The man was alone in the car and no weapons were recovered from the vehicle. Police said in the hours after the incident that the suspect was not co-operating.

The Fiesta, registration number FL10 CWZ, was privately owned and travelled from Birmingham to London late on Monday night, arriving in the London area just after midnight this morning, Scotland Yard said.

The vehicle was in the Tottenham Court Road area from approximately 01:25 until 05:55 this morning, and was then driven around the Westminster and Whitehall area from approximately 06:00 until the incident at 07:37.

Roger Godsiff, the Labour MP for Birmingham Hall Green, said the suspect is believed to have been living in his constituency, 

He said: “Today’s attack at Westminster was carried out by an individual who is believed to have been living in my constituency in Birmingham.

“My deepest sympathies to the cyclists and pedestrians who were injured in the attack.

“I have told the police and security services that they have my total support in doing whatever is necessary to protect the public in London and Birmingham.”

PA Wire/PA Images
Forensic officers by the car that crashed into security barriers outside the Houses of Parliament, Westminster, London

The Metropolitan Police said they were treating it as a terrorist incident because of the method used, the fact it appeared to have been deliberate and due to the “iconic location” where it happened.

Counter-terrorism officers also conducted searches at a residential property in Nottingham as part of the probe.

Plain-clothed police officers could be seen outside an address in Peveril Street in Nottingham on Tuesday evening, which was said by neighbours to be home to six Sudanese people.

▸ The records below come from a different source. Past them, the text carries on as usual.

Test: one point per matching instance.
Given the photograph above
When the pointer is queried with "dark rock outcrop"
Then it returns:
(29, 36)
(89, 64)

No other arrests have been made.

PA Wire/PA Images
A residential property on Peveril Street in Nottingham which was searched by police

Home Secretary Sajid Javid has said people “must keep an open mind” about the suspected terror attack.

Speaking at the Home Office, Javid said he was limited in what he could say as the investigation was live.

He said: “There are understandably a lot of questions about the incident and what has happened. I think people will appreciate it’s only just happened in the early hours of this morning.

“The briefing I have received from counter-terrorism police and the security services is that work is ongoing and they are doing everything they can to find out more about the incident.

“We must keep an open mind about what has happened and I’m sure when they do have more information they will say more.

“We must give the time the police need to do their work.”